US tax regulation still too ambiguous on classifying crypto assets

Tax directors fear DSTs could remain after an OECD agreement

Governments may be reluctant to roll back unilateral digital services taxes (DSTs) even after an OECD solution on pillars one and two has been agreed, creating risks of double taxation.

As the OECD works on brokering an agreement on a global tax system, tax directors at multinational enterprises (MNEs) are concerned that an international agreement will not be enough to put an end to unilateral DSTs.

“Our fear to a certain extent is that countries want to see whether or not they get enough taxes… from this new OECD framework,” said one tax director at an MNE at ITR’s Taxation of the Digital Economy summit.

“If they don’t see the revenues coming in as they saw under the DST, probably they might reconsider abolishing the DST,” added the tax director.

DSTs became a trend globally in 2020 as governments, tired of waiting for an OECD-brokered multilateral solution, moved to tax digital economy MNEs that operate in their region.

EY found that more than 20 countries worldwide had enacted DST legislation by June 2021, including Spain, Turkey, and India. Some US states are also considering DSTs, although this has created legal problems for the state of Maryland due to allegations of unconstitutionality.

The COVID-19 pandemic and ensuing budget crisis for governments provided an additional driver for taxing MNEs. 

Read the article in full here

US tax regulation still too ambiguous on classifying crypto assets

The Internal Revenue Service (IRS) needs to clarify how cryptocurrencies and other digital assets are classified for tax purposes.

Classifying cryptocurrency for tax purposes is a difficult question for tax practitioners.
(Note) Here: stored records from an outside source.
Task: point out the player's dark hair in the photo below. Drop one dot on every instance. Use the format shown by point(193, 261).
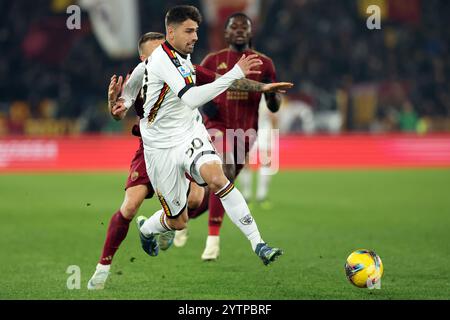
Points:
point(243, 15)
point(149, 36)
point(237, 14)
point(179, 14)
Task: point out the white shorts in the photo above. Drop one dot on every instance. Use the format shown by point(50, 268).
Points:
point(265, 135)
point(166, 169)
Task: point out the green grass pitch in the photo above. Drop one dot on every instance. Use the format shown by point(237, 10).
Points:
point(52, 221)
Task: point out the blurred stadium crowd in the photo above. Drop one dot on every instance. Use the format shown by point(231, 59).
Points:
point(347, 77)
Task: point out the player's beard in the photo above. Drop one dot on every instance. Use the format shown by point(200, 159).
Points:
point(190, 48)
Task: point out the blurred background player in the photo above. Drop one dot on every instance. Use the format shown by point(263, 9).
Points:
point(233, 110)
point(267, 122)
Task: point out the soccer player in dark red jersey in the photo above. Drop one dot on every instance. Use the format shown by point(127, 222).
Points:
point(234, 110)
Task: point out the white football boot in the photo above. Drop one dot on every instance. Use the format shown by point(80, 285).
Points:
point(181, 237)
point(97, 282)
point(212, 249)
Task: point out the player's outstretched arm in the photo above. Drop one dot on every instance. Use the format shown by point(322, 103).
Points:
point(195, 97)
point(118, 107)
point(255, 86)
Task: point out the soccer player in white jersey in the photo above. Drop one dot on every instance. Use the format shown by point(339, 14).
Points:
point(176, 141)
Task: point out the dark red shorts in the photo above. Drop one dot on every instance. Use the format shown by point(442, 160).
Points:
point(138, 172)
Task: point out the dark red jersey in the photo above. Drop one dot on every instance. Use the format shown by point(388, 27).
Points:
point(237, 109)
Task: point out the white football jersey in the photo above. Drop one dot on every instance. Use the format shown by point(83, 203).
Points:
point(167, 120)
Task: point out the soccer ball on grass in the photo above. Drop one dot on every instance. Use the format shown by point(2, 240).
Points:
point(364, 269)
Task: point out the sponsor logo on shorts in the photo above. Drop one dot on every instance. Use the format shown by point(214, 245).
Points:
point(134, 176)
point(176, 202)
point(248, 219)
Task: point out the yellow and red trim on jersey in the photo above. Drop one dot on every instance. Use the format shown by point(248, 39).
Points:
point(225, 191)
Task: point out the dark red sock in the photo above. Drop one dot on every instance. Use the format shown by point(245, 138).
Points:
point(194, 213)
point(216, 212)
point(117, 231)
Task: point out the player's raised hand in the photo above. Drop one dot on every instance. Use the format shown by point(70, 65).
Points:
point(118, 110)
point(248, 64)
point(277, 87)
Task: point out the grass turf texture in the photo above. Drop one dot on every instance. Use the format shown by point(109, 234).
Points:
point(51, 221)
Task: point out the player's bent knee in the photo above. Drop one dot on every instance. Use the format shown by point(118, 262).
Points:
point(217, 182)
point(194, 203)
point(177, 224)
point(130, 208)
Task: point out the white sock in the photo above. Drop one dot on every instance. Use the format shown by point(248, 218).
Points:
point(103, 267)
point(157, 223)
point(236, 208)
point(245, 179)
point(263, 183)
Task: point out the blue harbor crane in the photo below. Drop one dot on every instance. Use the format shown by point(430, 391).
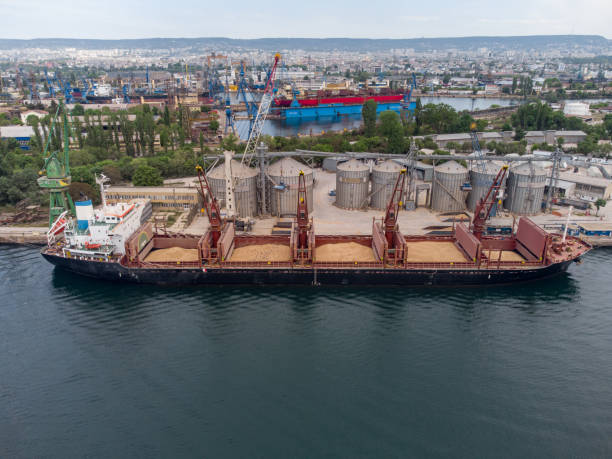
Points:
point(126, 93)
point(229, 118)
point(407, 103)
point(65, 87)
point(247, 97)
point(50, 85)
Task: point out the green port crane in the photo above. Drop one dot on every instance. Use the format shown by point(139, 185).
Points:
point(55, 175)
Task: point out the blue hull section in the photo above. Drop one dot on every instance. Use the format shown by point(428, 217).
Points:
point(333, 110)
point(302, 276)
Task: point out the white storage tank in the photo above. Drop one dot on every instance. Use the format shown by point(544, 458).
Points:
point(447, 194)
point(245, 187)
point(525, 189)
point(481, 182)
point(283, 182)
point(352, 185)
point(384, 177)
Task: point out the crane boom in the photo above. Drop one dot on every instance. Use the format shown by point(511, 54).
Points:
point(262, 113)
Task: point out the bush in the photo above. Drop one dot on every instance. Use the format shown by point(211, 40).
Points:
point(147, 176)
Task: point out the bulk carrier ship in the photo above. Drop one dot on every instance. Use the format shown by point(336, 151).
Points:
point(102, 245)
point(116, 243)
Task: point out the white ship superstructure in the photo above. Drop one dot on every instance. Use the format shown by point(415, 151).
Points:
point(102, 233)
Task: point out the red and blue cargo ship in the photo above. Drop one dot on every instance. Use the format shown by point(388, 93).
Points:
point(330, 107)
In some cases, tokens may be used analogously to foreign currency, a commodity or security, but by itself, it is a fungible intangible asset.
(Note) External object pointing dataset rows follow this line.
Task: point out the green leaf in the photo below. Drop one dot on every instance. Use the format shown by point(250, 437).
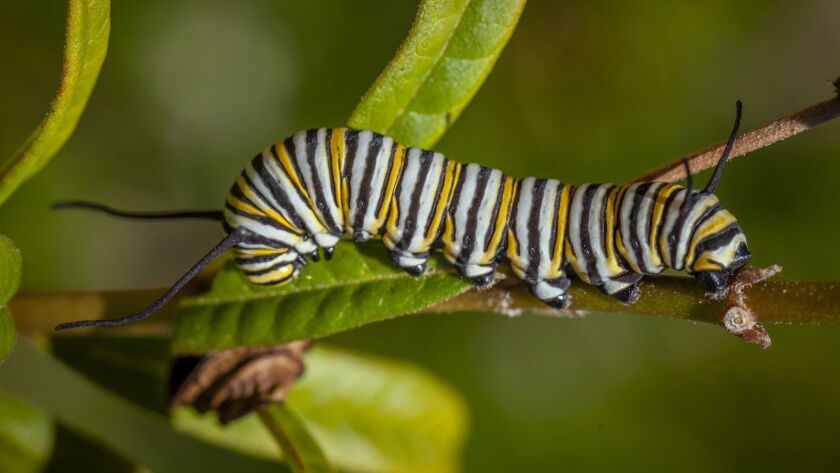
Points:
point(26, 436)
point(358, 286)
point(300, 450)
point(10, 271)
point(374, 415)
point(7, 333)
point(141, 436)
point(448, 53)
point(88, 25)
point(367, 414)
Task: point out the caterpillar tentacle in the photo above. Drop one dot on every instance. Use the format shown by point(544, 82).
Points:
point(417, 201)
point(308, 192)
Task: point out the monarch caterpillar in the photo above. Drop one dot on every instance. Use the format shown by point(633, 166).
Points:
point(310, 190)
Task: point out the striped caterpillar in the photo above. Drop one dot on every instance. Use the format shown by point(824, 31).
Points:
point(309, 191)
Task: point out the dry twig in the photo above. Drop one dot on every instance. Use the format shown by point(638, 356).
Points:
point(778, 130)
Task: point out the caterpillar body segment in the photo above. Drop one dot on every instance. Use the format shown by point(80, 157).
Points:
point(302, 195)
point(609, 235)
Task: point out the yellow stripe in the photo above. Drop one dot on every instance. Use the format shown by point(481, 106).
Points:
point(453, 170)
point(289, 169)
point(240, 205)
point(260, 251)
point(390, 186)
point(722, 220)
point(612, 261)
point(338, 154)
point(513, 254)
point(570, 255)
point(281, 275)
point(448, 230)
point(658, 209)
point(557, 256)
point(501, 219)
point(270, 213)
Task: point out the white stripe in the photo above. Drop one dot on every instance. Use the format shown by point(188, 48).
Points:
point(548, 222)
point(575, 213)
point(299, 205)
point(427, 204)
point(671, 215)
point(700, 205)
point(523, 211)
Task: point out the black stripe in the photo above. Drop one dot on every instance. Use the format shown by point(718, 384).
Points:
point(278, 192)
point(261, 219)
point(537, 195)
point(686, 208)
point(363, 199)
point(468, 241)
point(410, 227)
point(320, 199)
point(662, 220)
point(289, 146)
point(391, 170)
point(586, 244)
point(650, 230)
point(603, 219)
point(558, 198)
point(497, 207)
point(437, 202)
point(635, 240)
point(717, 240)
point(456, 197)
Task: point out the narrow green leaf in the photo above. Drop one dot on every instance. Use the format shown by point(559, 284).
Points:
point(7, 333)
point(448, 53)
point(10, 269)
point(10, 272)
point(300, 450)
point(367, 414)
point(88, 25)
point(26, 436)
point(374, 415)
point(358, 286)
point(141, 436)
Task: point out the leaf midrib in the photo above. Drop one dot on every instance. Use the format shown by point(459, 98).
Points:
point(204, 301)
point(435, 64)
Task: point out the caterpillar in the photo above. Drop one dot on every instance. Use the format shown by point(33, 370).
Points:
point(308, 192)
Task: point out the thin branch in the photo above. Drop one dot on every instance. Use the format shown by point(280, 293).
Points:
point(776, 131)
point(772, 302)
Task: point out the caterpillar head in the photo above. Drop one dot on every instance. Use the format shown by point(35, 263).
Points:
point(718, 245)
“As a tax advisor, we don't have specific rules for crypto or digital assets but we have rules in the tax code for intangible assets,” said Stephanie Latombe, partner at Mazars, speaking at ITR’s Women in Tax forum.

Panellists said that the lack of clear guidance has left them to rely on analogies between different assets. However, the IRS has not always agreed with this approach. So it is not a long-term solution.

“It's really important to document the analogies you're making because there isn't a lot of guidance. This is something from a tax point of view that's looked at as property and so an agent can easily say it's not stock so why are you making the analogy ‘X’ when you should be making it ‘Y’,” said Faye Tannenbaum, partner at Mazars.

“The best we can do at this point is take the position we feel most comfortable with and document it to make sure you tell the story of why this is exactly like whatever analogy you're drawing without the guidance that we need,” explained Tannenbaum.

The tax treatment also differs if the taxpayer is holding the cryptocurrency or using it. Certain types of coins are used primarily in transaction flows to buy and sell things or to move money quickly across borders.

Read the article in full here

Next week in ITR

The US Congress has stalled its vote on the Biden tax reforms that could make or break the hopes for an international solution to taxing the digital economy. However, ITR will be keeping a close eye on US developments. The clock is ticking for a multilateral agreement.

In the meantime, ITR will be analysing how companies can best meet the compliance burden of DSTs. Governments may decide to keep unilateral measures despite the progress towards an OECD agreement in October.

ITR will also be reviewing the top tax disputes of the last quarter and what these cases mean for taxpayers around the world. This includes the most important transfer pricing (TP) and indirect tax cases.